2 replies on “Caribbean farmers urged to focus on opportunities rather than challenges”

  1. These gabfests only benefit the attendees and their parent organizations whose sustainability is dependent on the continued marginality and decline of small-farming in their regions.

    We have seen a slow but steady decline in small-farming/peasant cultivation for decades now in lock-step with the growth in dependency on cheaper and often better food imports from large-scale agriculture in developed and underdeveloped countries alike.

    We know everything we have to know about the causes and effects of agricultural decline in the Caribbean and its link to industrial mega-farming elsewhere. We also know that no one who has other alternative will deliberately choose the backbreaking work of becoming a small farmer.

    There is no reversing this inexorable trend, at least without doing much more harm than good by increasing trade, quota, and tariff barriers.

    So why do we have these useless conferences? Because the livelihood and well being of the non-farming attendees depends on them.

  2. I’ll bet that C.ben-David is or has been a farmer because he seems to know much more about farming than these people hosting these conferences.
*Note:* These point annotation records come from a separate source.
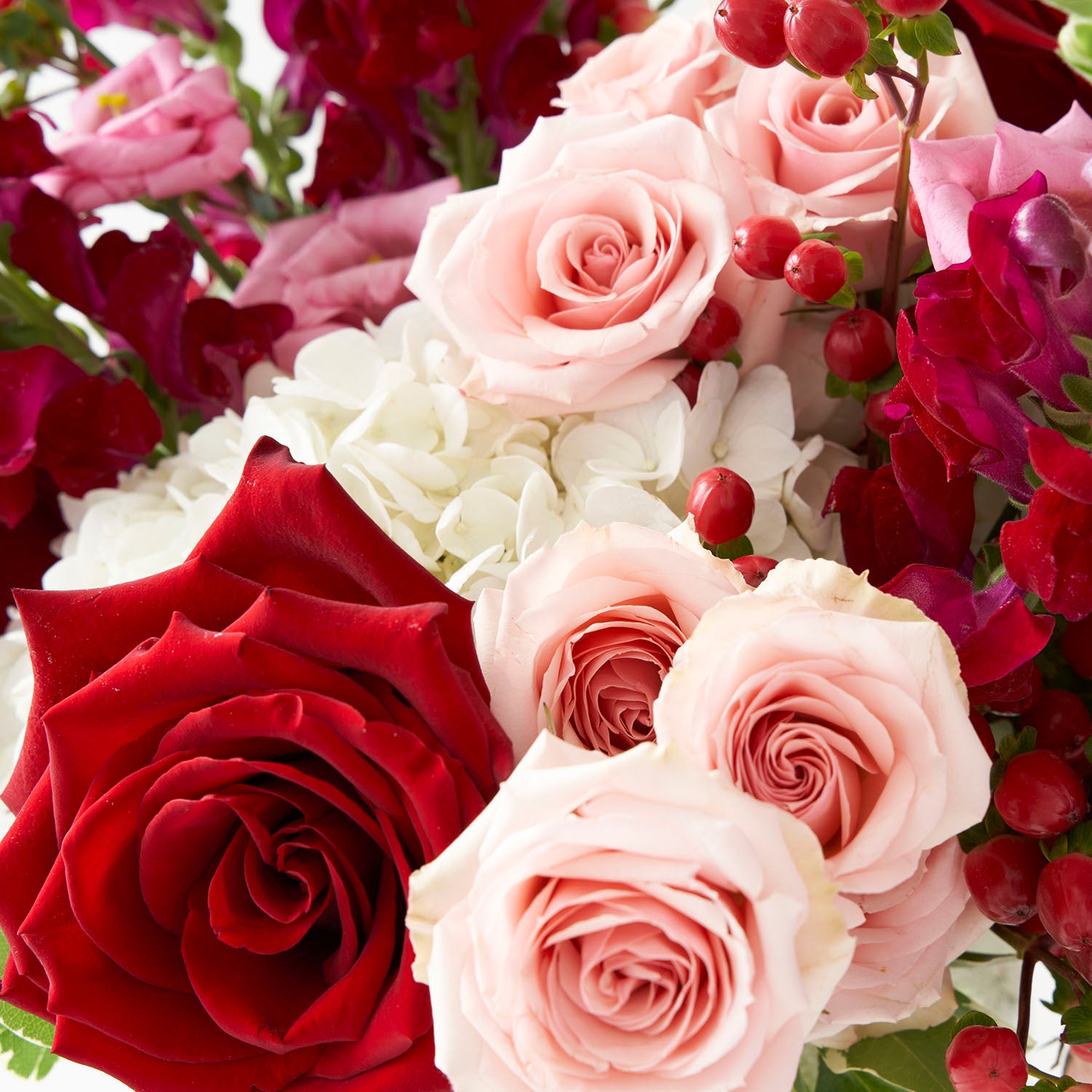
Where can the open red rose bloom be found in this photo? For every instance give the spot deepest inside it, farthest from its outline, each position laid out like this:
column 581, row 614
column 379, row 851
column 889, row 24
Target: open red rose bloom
column 231, row 771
There are in fact very few opportunities for most farmers and far too many challenges. How is it possible to see opportunity in a hurricane or flood, let’s not even begin to mention droughts, or pests, including the two legged variety. I would like these jokers too show me opportunity in thieves stealing my crops…unless I too become a thief. What about the biggest thieves…the government!
    The government of SVG can support Agriculture by supporting Agro-Processing, but they refuse to do this. They have astronomical Customs Duty charges on machines and packaging material, then the Customs almost always charges more duty on imports than they are allowed. They are the most-protected criminals in all the Caribbean. Ralph Gonsalves loves the money he can squeeze out of the middle-class through the Customs.